#370 - AMA #76: Peter evaluates longevity drugs, aspirin for CVD, and strategies to improve muscle mass — proven, promising, fuzzy, noise, or nonsense?
This AMA episode with Peter Attia, MD, revisits the "proven, promising, fuzzy, noise, nonsense" scale for evaluating scientific claims. It defines these categories and sets the stage for applying them to topics like geroprotective drugs, low-dose aspirin, and muscle mass interventions.
Deep Dive Analysis
4 Topic Outline
Introduction to AMA #76 and episode topics
Defining the 'proven, promising, fuzzy, noise, nonsense' scale
The importance of 'strong convictions, loosely held' mindset
Applying the evidence scale to geroprotective drugs
6 Key Concepts
Proven (Scientific Claim)
A claim considered as close to well-established as possible, supported by extensive high-quality and consistent data, though nothing in biology is technically 'proven' like in mathematics.
Promising (Scientific Claim)
A claim with good supporting data, but which may still require replication or more consistent evidence across all studies before being fully accepted.
Fuzzy (Scientific Claim)
A claim with some data, but the evidence is inconsistent and incomplete, indicating poor overall data quality with only a potential signal for further investigation.
Noise (Scientific Claim)
A claim for which there are no real meaningful results, suggesting it's best to wait for more data rather than being distracted by it, hoping it might move up to 'fuzzy'.

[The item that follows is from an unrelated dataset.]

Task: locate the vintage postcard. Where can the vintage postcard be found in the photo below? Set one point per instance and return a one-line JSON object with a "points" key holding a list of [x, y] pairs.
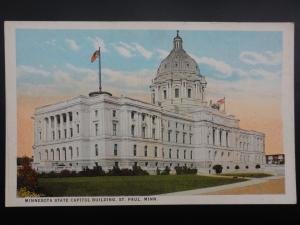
{"points": [[131, 113]]}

Nonsense (Scientific Claim)
A claim that has been actively refuted by data, making it as close to disproven as possible in scientific terms, where the evidence goes against the initial assertion.
Strong Convictions, Loosely Held
A crucial attribute for great scientists and investors, meaning one has firm beliefs and puts capital or effort behind them, but remains flexible and willing to change them the moment new data emerges, prioritizing truth over being right.
2 Questions Answered
The categories are proven, promising, fuzzy, noise, and nonsense, representing a spectrum from well-established truth to disproven claims based on the quality and consistency of supporting data.

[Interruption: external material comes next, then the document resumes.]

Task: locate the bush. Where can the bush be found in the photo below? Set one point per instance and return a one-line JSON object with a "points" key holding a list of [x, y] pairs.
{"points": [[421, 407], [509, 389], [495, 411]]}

Great scientists and investors possess 'strong convictions, loosely held,' meaning they have firm beliefs but are willing to change them immediately when new data emerges, prioritizing truth over being right and avoiding doubling down on incorrect positions.
10 Actionable Insights
1. Embrace Strong Convictions, Loosely Held
Form strong beliefs based on available data, but be prepared to change them readily when new information or data emerges, rather than doubling down on old positions. This approach is crucial for both scientific integrity and successful investing, as it prioritizes knowing what is right over being right.
2. Prioritize Truth Over Being Right
Cultivate the mindset of a great scientist or investor by being married to knowing what is right, not to being right. This means following the data wherever it leads, even if it contradicts your existing hypotheses or beliefs.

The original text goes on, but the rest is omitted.